Written by Kaho Miyasaka, the first chapter of the Kare First Love manga premiered in the March 2002 issue of the bi-monthly magazine Shōjo Comic. New chapters continued running until the August 2004 issue, when the series concluded. The series was published in 10 tankōbon volumes by Shogakukan between July 26, 2002, and December 20, 2004. The fourth and seventh volumes were made available in regular and special editions, with the fourth volume special edition including a postcard, and the seventh including a DVD containing a digital manga. The manga is licensed in North America by Viz Media which released the manga between September 7, 2004, and December 12, 2006. The manga is licensed in France by Panini Comics under its Génération Comics imprint, in Spain by Panini Comics, in Germany by Egmont Manga & Anime, in Denmark by Mangismo Danmark, in Sweden by Mangismo Sverige, and in Taiwan by Ever Glory Publishing.

===CDs===
Pioneer Entertainment produced a drama CD, Kare First Love Dramatic Image Album (ドラマティックイメージアルバム｢彼｣first love), that was released July 23, 2004. The CD includes eight scenes and a bonus track covering volumes one through eight of the manga series.
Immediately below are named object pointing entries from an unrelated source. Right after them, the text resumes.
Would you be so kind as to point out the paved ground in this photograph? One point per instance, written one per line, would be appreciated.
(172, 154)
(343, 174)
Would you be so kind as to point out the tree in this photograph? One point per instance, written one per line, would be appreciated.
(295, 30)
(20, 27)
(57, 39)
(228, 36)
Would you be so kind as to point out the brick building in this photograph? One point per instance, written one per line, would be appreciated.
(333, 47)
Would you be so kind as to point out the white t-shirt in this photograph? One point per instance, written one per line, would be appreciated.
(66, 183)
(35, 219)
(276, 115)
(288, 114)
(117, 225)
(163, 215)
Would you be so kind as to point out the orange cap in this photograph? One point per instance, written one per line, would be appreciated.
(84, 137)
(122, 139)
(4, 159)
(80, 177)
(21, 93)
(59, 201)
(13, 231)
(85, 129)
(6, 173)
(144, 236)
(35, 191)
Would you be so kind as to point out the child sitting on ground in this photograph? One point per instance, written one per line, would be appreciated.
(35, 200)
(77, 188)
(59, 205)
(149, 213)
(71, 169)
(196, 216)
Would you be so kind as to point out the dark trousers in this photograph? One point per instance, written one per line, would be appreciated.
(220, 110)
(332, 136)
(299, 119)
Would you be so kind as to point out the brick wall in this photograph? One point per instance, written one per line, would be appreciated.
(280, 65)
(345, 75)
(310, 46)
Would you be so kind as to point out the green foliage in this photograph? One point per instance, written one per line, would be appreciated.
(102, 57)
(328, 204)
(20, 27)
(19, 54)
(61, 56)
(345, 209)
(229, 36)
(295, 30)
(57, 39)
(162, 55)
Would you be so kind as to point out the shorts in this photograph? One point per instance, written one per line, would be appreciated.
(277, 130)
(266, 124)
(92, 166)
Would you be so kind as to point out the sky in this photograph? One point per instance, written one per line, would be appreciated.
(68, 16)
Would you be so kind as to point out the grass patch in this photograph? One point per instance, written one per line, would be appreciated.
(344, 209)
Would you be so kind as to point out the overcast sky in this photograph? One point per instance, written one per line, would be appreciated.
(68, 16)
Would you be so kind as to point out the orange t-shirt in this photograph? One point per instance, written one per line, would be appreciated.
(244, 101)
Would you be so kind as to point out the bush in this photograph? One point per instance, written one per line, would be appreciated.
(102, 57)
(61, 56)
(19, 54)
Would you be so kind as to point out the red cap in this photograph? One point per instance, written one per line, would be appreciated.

Released September 23, 2004, Kare First Love - Songs And Melodies (彼 first love〜ソングス アンド メロディーズ〜) is an instrumental CD produced by Momo & Grapes. It features six tracks from Japanese artists Juli and Laynah.

==Reception==
Kare First Love was well received in Japan, selling more than 1.5 million copies as of July 3, 2004. It sold 3.5 million copies with its 9 tankōbon volumes by May 2006. It is listed as IGN's 6th best shojo manga. Animefringe's Patrick King commends the manga's art as "visually pleasing", saying, " I don't think it's on the level of Yuu Watase or Miki Aihara (of Hot Gimmick fame), but [Kaho Miyasaka's] character designs exhibit a life of their own." Comics Worth Reading's Johanna Draper Carlson comments that the manga is unlike many other shōjo manga series, this one doesn't have many comedy or any fantasy or exaggerated elements. It's just a straightforward romance demonstrating universal emotions." A later review by Carlson comments on the "recurring motif of a particular song Kiriya's mother used to play for him on the piano", saying that Karin playing the song "it's almost as though she's being groomed to take over from his mother in watching out for him. On the one hand, that's poetic and symbolic of the passing of boy from son to husband; on the other, it's sort of creepy, that Karin becomes his new little mother, an impression reinforced by the relative lack of romantic elements between the two in this volume." Mania.com's Mike Dungan compares Yuka to Sae from Peach Girl: "the friend that's no friend at all." A later review by Mike Dungan commends the character design of Karin, saying, "[Karin]'s quite beautiful, but not in a garish or obvious way. It's the sort of beauty most women have, but never realize it."

Sequential Tart's Margaret O'Connell comments on the reversal of the truism present in manga aimed at female readers that "Japanese men have difficulty expressing their emotions" through her comparison of Karin with Momoka in St. Dragon Girl, where she "attempt to use Valentine's chocolates and condoms — plus an explanatory note the second time around — to convey what she is too tongue-tied to say aloud ultimately enables her to connect with the object of her affection when words have repeatedly failed her. Despite the often over the top antics of many manga characters, Japan is still a relatively undemonstrative culture by Western standards." The manga has been criticized by Snow Wildsmith from Teen Reads for not breaking "a lot of shōjo manga boundaries". Melinda Beasi further criticized the manga saying "[the manga's] premise, its conflicts, even its artwork are so closely painted by the shoujo manga numbers, it's maddening, truly."